Astronomers found a massive black hole’s in a dwarf galaxies, Astronomers who are looking for the mechanism that formed large black holes in the early history of the universe have received important new evidence when they found 13 such black holes in dwarf galaxies, less than a billion light years from Earth.
This dwarf galaxy is more than 100 times less massive than our own Milky Way is among the smallest galaxies with large black holes.
Scientists expect black holes in these smaller galaxies to be on average 400,000 times bigger than the mass of our sun.
We hope that their investigation and galaxies will give us an idea of how black holes in the early universe emerged through the merging of galaxies over billions of years and then grow to produce the supermassive black holes that we see in larger galaxies today, with masses of one million or billion times bigger than the sun, massive black hole’s in a dwarf galaxies, say researchers.
The scientists initially selected galaxy samples from NASA-Sloan Atlas, a catalog of galaxies created using visible light telescopes.
They chose galaxies with stars less than 3 billion times the mass of the Sun and about the equivalent of the Great Magellanic Cloud, a small satellite of the Milky Way.
From this sample, they chose candidates who could also be seen at the Weak Radio Sky (FIRST) National Radio Astronomy Observatory, made between 1993 and 2011. They then used VLA to create new and more sensitive ones. 111 resolution images of selected galaxies.
New VLA observations have shown that 13 of these galaxies have strong evidence of large black holes that actively absorb material.

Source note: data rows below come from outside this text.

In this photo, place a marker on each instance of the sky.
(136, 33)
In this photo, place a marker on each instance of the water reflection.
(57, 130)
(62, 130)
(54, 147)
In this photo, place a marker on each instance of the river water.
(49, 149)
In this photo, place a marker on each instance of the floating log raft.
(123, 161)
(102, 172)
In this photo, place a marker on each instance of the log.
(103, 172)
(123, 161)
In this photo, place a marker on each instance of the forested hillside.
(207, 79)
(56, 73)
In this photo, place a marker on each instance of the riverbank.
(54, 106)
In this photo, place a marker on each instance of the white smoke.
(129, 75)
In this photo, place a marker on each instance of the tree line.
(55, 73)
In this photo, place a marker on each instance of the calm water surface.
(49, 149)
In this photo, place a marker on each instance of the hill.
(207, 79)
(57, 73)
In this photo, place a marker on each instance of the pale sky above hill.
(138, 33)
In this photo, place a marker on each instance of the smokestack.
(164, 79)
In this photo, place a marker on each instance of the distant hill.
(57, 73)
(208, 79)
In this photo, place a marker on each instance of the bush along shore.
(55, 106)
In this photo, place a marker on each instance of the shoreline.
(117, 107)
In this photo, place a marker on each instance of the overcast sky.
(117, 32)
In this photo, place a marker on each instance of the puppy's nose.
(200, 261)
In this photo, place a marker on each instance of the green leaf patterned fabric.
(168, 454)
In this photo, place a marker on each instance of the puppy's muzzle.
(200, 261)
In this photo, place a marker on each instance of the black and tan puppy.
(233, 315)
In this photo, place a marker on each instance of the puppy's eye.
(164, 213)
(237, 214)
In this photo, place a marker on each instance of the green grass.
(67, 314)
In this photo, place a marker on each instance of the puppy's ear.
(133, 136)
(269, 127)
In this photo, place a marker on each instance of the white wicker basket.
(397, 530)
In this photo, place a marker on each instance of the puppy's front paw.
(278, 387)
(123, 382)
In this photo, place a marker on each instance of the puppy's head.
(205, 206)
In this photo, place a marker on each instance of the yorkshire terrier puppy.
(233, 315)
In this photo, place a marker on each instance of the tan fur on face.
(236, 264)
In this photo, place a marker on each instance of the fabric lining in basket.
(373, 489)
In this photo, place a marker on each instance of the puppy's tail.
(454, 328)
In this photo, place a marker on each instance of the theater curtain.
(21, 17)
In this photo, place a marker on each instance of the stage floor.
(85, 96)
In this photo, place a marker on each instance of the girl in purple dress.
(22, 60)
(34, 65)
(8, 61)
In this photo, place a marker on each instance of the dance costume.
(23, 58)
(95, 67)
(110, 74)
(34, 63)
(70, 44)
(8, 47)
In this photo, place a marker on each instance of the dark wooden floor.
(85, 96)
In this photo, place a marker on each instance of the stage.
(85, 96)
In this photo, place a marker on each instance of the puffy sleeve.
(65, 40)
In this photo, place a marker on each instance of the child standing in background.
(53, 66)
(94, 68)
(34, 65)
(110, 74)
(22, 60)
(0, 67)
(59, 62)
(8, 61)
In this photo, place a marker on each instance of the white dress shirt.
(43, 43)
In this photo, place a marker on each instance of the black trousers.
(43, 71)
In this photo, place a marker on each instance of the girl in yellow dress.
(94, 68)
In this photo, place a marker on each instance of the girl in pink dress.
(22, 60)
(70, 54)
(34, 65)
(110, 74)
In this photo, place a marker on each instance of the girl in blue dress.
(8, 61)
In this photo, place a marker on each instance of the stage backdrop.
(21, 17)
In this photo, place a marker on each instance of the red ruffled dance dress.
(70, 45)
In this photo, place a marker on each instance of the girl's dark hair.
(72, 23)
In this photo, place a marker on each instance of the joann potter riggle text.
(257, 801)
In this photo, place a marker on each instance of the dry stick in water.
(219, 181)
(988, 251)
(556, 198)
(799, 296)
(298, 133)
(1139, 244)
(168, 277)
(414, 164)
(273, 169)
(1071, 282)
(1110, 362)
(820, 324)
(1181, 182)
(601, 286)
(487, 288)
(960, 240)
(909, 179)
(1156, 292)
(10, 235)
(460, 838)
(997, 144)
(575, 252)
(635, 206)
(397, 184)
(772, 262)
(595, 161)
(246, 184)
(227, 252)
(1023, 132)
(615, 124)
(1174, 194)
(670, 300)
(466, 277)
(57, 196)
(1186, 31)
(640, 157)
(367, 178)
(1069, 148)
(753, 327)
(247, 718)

We were very surprised to see that black holes in about half of these 13 galaxies are not at the center of galaxies like in larger galaxies.
Scientists say this suggests that galaxies might have joined with others before in their history. This is in line with computer simulations that estimate that about half of the massive black holes in dwarf galaxies will migrate around the edges of their galaxies.
This work teaches us that we need to expand our search for large black holes in dwarf galaxies outside their centers to get a better understanding of populations and to find out what mechanisms formed the first large black holes in the early universe, he told researchers.